Viachaslau Rahashchuk, a defendant in the so-called "Pinsk case", was beaten for three days after his arrest. According to his cellmates in Pinsk temporary detention center, Viachaslau had a hematoma behind his ear, three slashes on his head, and black round bruises on all vertebrae. For some time, Viachaslau complained of noise and ringing in his head, but he never received medical assistance. In addition, he claimed to be diagnosed with a "hemorrhage, concussion or head trauma" and a "micro stroke" in the detention center. The political prisoner was later sentenced to six years in prison.

Aliaksandr Kapshul was on a train to Moscow when his documents were checked by FSB officers. He realized that he would be arrested upon arrival in the Russian capital and jumped out of the train. With a broken leg and a dislocated arm, he managed to reach the Ukrainian border. Kapschul decided to cross the Russian-Ukrainian border legally. At the border crossing point, he was detained, and FSB officers took the man to Belarus and handed him over to KGB agents. Subsequently, the activist was placed in the KGB pre-trial detention facility. He had surgery a week later but needs rehabilitation to regain full mobility. The prisoner was not given the necessary medication without the permission of the detention center doctor. He was sentenced to 15 years in prison.

After his arrest, Raman Karanevich was placed in intensive care and then hospitalized with a spinal injury. He was sentenced to three years in prison.

"Rail guerilla" Vital Melnik was shot in the knee during arrest and moved around the pre-trial detention facility on crutches. The man was sentenced to 13 years of imprisonment. It is not known whether he is receiving rehabilitation assistance.

Human rights activists have drawn attention to the cruel detention conditions in Belarus for many years. They justifiably criticize the conditions in detention centers, correction facilities, and prisons, adding to the suffering caused by the very fact of incarceration.

Pavel Sapelka, Viasna lawyer:

– Since the start of the 2020 election campaign, prison administrations have created conditions for political prisoners that border on, and often become torture. Needless to say, the suffering caused by such treatment is exacerbated when people with disabilities and severe or chronic illnesses become victims of inhumane policies. Whatever the reasons, such treatment is prohibited and must stop immediately and those responsible held accountable.

The United Nations Standard Minimum Rules for the Treatment of Prisoners (the Nelson Mandela Rules) prescribes that "Persons who are found to be not criminally responsible, or who are later diagnosed with severe mental disabilities and/or health conditions, for whom staying in prison would mean an exacerbation of their condition, shall not be detained in prisons..." (Rule 109).
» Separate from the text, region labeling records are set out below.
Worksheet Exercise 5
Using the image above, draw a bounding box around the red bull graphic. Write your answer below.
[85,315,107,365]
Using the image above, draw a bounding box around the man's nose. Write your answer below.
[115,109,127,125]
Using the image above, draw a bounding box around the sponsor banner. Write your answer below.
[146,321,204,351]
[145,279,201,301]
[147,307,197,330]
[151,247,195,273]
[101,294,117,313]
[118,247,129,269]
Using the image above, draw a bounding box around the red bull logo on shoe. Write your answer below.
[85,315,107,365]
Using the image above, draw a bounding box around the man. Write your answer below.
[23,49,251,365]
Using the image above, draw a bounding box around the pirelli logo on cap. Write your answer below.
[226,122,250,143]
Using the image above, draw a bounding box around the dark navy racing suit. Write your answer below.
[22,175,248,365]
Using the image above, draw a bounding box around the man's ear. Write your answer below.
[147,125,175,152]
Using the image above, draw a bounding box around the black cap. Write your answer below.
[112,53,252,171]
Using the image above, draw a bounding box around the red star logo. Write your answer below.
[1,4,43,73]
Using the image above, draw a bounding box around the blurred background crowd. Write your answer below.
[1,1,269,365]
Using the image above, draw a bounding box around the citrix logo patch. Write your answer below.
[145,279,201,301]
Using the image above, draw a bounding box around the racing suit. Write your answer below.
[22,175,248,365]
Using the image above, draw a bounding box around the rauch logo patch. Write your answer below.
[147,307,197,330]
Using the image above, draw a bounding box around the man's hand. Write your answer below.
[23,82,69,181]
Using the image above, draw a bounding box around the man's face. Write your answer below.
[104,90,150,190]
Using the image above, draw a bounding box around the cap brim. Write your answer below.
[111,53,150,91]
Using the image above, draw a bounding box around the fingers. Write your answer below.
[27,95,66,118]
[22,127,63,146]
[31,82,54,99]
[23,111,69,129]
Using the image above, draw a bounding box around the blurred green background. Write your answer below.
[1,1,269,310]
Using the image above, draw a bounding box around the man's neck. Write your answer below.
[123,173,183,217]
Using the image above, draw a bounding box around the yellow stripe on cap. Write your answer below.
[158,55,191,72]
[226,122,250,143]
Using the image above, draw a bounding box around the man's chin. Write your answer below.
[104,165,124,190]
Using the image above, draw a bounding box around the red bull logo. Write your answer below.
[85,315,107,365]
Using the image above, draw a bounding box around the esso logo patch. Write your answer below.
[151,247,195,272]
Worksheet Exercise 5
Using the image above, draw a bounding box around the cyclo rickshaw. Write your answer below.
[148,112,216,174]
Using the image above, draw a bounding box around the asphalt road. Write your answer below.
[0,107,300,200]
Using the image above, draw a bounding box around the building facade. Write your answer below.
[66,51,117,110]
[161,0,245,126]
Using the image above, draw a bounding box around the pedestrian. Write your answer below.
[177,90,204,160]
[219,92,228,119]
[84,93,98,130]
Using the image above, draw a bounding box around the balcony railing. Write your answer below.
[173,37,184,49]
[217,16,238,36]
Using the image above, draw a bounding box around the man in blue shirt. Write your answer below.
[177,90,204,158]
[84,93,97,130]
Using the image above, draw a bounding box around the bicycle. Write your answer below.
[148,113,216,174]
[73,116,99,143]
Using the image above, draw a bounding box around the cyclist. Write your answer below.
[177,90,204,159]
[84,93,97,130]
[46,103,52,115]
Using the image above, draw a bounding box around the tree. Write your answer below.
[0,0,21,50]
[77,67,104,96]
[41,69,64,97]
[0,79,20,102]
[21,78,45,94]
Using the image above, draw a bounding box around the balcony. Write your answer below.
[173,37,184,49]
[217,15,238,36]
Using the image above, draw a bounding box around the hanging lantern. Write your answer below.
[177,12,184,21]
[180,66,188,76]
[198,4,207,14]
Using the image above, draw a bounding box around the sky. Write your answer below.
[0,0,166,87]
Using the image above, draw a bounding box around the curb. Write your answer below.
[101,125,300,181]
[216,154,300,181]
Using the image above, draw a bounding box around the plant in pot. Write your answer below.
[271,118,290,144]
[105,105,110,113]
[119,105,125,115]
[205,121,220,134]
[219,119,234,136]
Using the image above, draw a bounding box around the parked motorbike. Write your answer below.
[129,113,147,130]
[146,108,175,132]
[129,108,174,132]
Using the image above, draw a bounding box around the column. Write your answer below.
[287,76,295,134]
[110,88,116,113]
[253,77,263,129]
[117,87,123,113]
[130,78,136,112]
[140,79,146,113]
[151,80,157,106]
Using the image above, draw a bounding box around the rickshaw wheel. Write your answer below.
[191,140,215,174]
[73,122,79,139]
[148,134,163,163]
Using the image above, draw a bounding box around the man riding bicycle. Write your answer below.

Speaking of political prisoners, we human rights defenders continue to demand their unconditional release, the termination of prosecution, or a review of their cases. We stress, however, that the release of those whose health and serious illness cause particular suffering and whose lives are in danger should not be subject to manipulation, political debate, or insinuation by the authorities. It must happen immediately, as a first step towards genuine national reconciliation, so as not to burden the imminent responsibility of those responsible for crimes against humanity.